Ces propos interviennent quelques jours après l’adoption, par l’Assemblée nationale, de la proposition de loi portant révision constitutionnelle. Lors des débats parlementaires, le ministre de la Justice avait indiqué que le président de la République avait choisi la voie référendaire pour faire adopter le projet.
Profitant de cette sortie, Ousmane Sonko a également interpellé les formations de l’opposition, les invitant à demander au chef de l’État de préciser le calendrier de cette consultation. Selon lui, les citoyens ont besoin de connaître la date du scrutin et seraient favorables au contenu de la future Constitution.

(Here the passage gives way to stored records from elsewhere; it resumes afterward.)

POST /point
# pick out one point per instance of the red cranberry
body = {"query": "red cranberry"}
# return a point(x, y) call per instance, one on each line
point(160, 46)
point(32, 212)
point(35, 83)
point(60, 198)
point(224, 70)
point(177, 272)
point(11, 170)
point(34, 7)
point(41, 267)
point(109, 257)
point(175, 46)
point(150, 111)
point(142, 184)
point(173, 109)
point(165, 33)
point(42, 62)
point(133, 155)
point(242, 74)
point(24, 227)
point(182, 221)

Le président de Pastef s’est par ailleurs montré confiant quant aux prochaines échéances électorales. Il a affirmé que sa formation politique demeurait, selon lui, en position de force pour remporter les futurs scrutins, qu’il s’agisse d’un éventuel référendum, des élections locales, des législatives ou encore de l’élection présidentielle prévue en 2029.
Cette nouvelle déclaration illustre la persistance des divergences au sein du sommet de l’État sur le processus de révision constitutionnelle. Alors que le gouvernement maintient sa volonté de consulter le peuple par référendum, les interrogations sur le calendrier et les modalités de cette consultation continuent d’alimenter le débat politique.